On Thu 12-10-17 09:32:17, Linus Torvalds wrote:
On Thu, Oct 12, 2017 at 6:51 AM, Jan Kara <jack(a)suse.cz>
> When thinking a bit more about this I've realized one problem: Currently
> user can call mmap() with MAP_SHARED type and MAP_SYNC or MAP_DIRECT flags
> and he will get the new semantics (if the kernel happens to support it). I
> think that is undesirable [..]
If you have a performance preference for MAP_DIRECT or something like
that, but you don't want to *enforce* it, you'd use just plain
MAP_SHARED with it.
Ie there may well be "I want this to work, possibly with downsides" issues.
So it seems to be a reasonable model, and disallowing it seems to
limit people and not really help anything.
I have two concerns:
1) IMHO it supports sloppy programming from userspace - if application asks
e.g. for MAP_DIRECT and doesn't know whether it gets it or not, it would
have to be very careful not to assume anything about that in its code. And
frankly I think the most likely scenario is that a programmer will just use
MAP_SHARED | MAP_DIRECT, *assume* he will get the MAP_DIRECT semantics if
the call does not fail and then complain when his application breaks.

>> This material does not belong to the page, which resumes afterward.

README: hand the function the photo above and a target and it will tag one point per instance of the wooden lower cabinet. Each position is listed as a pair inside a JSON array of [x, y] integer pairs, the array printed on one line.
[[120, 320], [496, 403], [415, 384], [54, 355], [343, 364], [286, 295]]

2) In theory there could be an application that inadvertedly sets some high
flag bits and now it would get confused by getting different mmap(2)
semantics. But I agree this is mostly theoretical.
Overall I think the benefit of being able to say "do MAP_DIRECT if you can"
does not outweight the risk of bugs in userspace applications. Especially
since userspace can easily implement the same semantics by retrying the
mmap(2) call without MAP_SHARED_VALIDATE | MAP_DIRECT.